Introduction to Venice
Da Venicewiki, il wiki di Venezia
An orientation for visitors arriving for the first time.
Are you planning your first trip to Venice? If so, the getting started guide Venicewiki.org it will make your task easier.
As Luigi Barzini wrote in an article in The New York Times April 30, 1982 [1]:
Venice is undoubtedly the most beautiful city built by man, and thousands of his countrymen have fallen in love with it through many centuries. But nobody ever fell in love with it at a distance, merely from photographs of its monuments and palazzi. What is irresistible are the ever-present pleasures of life: the swinging steps of pretty girls who have matured walking up and down the arched stone bridges, the delicious food, the cordiality of the people, the festas, the leisurely promenade under the procuratie in the piazza at the end of the day, the open-air concerts in the evening, the ever-changing crowds of foreign visitors. These are surely enough to fall in love with, to make one return time and again; but just as surely they are not enough to make one dedicate years to the Sisyphean task of writing the city's history.
In its heyday, the republic, which was by no means a modern democracy, was ruled by a hereditary aristocratic oligarchy of merchants. They had the unerring taste to build palazzi and churches, as well as villas on their mainland estates, that still look unsurpassably beautiful to us today, and to commission works of art that are among the most splendid in the world.
For many centuries the oligarchy was religiously committed to preserving and increasing not only their own and their city's wealth (which they did very successfully) but above all the power, dignity, independence, glory and fame of the republic. They conducted public business with the public good in mind and not only the welfare of their class. They died at war without fear. Liberty (both the republic's liberty and the liberty of individuals protected by the laws and by a complex system of checks and balances) was their own and the common people's stubborn preoccupation. At the Battle of Agnadello in 1509, facing a superior invading French army which eventually slaughtered them, the Venetian soldiers cried out, Marco, Marco, invoking their saint, of course, but also Libertà, libertà and Italia, Italia. They knew they were fighting and dying for their liberty but also for that of a shadowy divided country which then existed only in people's hopes.
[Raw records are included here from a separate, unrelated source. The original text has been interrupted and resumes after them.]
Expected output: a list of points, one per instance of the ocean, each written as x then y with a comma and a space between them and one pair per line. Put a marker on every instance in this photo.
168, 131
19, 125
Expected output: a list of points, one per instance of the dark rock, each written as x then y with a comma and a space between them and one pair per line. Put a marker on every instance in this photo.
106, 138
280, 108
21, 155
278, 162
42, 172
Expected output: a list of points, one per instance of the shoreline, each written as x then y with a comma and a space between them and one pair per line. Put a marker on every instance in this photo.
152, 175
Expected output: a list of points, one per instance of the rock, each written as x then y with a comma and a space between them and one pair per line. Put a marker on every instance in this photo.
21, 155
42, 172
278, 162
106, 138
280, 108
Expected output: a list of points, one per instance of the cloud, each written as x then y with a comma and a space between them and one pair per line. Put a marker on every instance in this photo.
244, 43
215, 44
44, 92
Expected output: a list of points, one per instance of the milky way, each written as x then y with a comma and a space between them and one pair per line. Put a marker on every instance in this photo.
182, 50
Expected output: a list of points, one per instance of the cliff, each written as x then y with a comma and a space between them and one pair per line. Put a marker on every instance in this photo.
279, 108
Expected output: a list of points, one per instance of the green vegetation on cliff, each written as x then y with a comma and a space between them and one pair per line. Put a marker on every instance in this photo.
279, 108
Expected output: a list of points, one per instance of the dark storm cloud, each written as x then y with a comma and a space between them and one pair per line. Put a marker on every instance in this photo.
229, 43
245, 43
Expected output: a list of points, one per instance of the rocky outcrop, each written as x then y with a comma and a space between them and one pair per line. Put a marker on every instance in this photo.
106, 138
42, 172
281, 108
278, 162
These magnificent ancestors left us a heritage to be shown at all humanity.
Venice it is an island city, whose streets are passable only on foot, so only a Piazzale Roma you come with the car.
The historic center is a tightly integrated set of 117 small islands that are linked by more than 410 Bridges. Every time you cross a bridge, leaving an island to get into another.
The entire center of the city only covers about 725 hectares, which is a bit 'more than twice the size of Central Park in New York or London's Hampstead Heath, but it is a concentration of works of art that has no equal in the world.
Venice historical center is divided into six Sestieri: Cannaregio, Castello, Dorsoduro, San Polo, Santa Croce and San Marco.
Venicewiki.org accompany you in all the places known and even lesser known ones as it is written by the Venetians who know both places that the millennial history that distinguishes them.
Our guide will lead you to discover Campi and Campielli, Bridge and routes, Monuments and Churches, but also Shops, Restaurants & trattorias, Osterie e bacari] to the premises where you eat the typical cicchetti and every Venetian specialties, or take you to make an excursion boat rowing by finding hidden corners that you would not see on foot.